Learning Camera Pose from Optical Colonoscopy Frames Through Deep Convolutional Neural Network (CNN)

Mohammad Ali Armin, Nick Barnes, Jose M. Alvarez, Hongdong Li, Florian Grimpen, Olivier Salvado

Published: 2017, Last Modified: 09 Nov 2025CARE/CLIP@MICCAI 2017EveryoneRevisionsBibTeXCC BY-SA 4.0

Abstract: Optical colonoscopy is performed by insertion of a long flexible colonoscope into the colon. Estimating the position of the colonoscope tip with respect to the colon surface is important as it would help localization of cancerous polyps for subsequent surgery and facilitate navigation. Knowing camera pose is also essential for 3D automatic scene reconstruction, which could support clinicians inspecting the whole colon surface thereby reducing missed polyps. This paper presents a method to estimate the pose of the colonoscope camera with six degrees of freedom (DoF) using deep convolutional neural network (CNN).
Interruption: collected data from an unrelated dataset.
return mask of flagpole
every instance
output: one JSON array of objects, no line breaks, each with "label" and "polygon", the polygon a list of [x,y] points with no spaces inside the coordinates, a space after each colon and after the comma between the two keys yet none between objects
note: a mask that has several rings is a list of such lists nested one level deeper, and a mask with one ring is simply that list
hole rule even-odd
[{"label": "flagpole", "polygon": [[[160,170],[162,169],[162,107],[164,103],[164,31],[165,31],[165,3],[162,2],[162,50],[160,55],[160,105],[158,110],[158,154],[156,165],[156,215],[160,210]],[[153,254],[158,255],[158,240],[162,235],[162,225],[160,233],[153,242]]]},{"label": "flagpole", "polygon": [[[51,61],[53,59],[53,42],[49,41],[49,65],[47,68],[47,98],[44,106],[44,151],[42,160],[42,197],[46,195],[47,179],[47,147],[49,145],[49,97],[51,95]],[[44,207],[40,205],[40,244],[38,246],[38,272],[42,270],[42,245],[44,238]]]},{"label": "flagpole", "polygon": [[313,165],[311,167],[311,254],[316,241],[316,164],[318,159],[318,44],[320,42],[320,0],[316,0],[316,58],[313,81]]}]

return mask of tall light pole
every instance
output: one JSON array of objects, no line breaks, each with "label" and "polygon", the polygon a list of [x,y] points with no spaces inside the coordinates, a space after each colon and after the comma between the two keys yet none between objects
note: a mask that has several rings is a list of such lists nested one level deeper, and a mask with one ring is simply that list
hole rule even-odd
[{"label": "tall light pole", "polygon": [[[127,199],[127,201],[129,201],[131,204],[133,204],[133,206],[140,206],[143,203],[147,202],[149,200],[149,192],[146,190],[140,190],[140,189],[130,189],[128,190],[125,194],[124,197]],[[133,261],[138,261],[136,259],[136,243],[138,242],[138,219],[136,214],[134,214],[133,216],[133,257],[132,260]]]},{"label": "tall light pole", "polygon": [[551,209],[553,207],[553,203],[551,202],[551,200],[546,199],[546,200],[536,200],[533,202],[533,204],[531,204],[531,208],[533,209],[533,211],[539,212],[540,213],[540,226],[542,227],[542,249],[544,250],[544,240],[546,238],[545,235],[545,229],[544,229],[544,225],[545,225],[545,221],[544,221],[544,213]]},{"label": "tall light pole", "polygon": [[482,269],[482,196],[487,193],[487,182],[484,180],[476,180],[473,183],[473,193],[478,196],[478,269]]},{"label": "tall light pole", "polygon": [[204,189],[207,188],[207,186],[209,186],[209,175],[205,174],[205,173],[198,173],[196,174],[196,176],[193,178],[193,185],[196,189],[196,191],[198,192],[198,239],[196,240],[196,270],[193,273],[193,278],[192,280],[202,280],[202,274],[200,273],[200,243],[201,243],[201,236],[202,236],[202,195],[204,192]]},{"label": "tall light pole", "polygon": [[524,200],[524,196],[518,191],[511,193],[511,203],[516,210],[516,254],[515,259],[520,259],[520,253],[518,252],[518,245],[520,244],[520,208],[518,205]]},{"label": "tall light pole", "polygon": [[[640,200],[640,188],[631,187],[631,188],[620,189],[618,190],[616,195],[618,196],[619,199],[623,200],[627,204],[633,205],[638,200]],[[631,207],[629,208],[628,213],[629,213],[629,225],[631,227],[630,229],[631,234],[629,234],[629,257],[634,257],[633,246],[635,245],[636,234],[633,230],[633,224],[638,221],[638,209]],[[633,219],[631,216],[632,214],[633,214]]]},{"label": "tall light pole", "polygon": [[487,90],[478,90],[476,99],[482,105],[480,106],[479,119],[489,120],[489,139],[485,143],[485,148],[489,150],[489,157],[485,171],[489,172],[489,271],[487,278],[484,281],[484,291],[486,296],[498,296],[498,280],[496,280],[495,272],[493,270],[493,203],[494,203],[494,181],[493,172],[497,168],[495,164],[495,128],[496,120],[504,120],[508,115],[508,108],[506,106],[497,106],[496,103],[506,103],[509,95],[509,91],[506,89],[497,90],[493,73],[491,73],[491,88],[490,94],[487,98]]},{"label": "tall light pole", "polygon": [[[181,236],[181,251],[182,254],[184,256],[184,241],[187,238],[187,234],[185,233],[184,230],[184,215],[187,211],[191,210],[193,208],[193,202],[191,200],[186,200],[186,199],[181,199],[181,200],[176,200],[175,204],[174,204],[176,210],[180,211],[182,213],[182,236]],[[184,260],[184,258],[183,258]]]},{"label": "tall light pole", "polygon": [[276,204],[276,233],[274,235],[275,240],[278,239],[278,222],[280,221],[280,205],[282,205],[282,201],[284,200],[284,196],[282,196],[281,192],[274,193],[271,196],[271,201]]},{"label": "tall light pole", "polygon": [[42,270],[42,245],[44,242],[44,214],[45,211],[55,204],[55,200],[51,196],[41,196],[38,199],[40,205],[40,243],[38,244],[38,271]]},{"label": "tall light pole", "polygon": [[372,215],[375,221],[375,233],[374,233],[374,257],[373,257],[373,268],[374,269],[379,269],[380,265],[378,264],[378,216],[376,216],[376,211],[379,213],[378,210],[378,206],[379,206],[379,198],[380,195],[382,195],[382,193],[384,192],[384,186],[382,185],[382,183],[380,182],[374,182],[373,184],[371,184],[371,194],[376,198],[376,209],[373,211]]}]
Because obtaining a ground truth to train the CNN for camera pose from actual colonoscopy videos is extremely challenging, we trained the CNN using realistic synthetic videos generated with a colonoscopy simulator, which could generate the exact camera pose parameters. We validated the trained CNN on unseen simulated video datasets and on actual colonoscopy videos from 10 patients. Our results showed that the colonoscopy camera pose could be estimated with higher accuracy and speed than feature based computer vision methods such as the classical structure from motion (SfM) pipeline. This paper demonstrates that transfer learning from surgical simulation to actual endoscopic based surgery is a possible approach for deep learning technologies.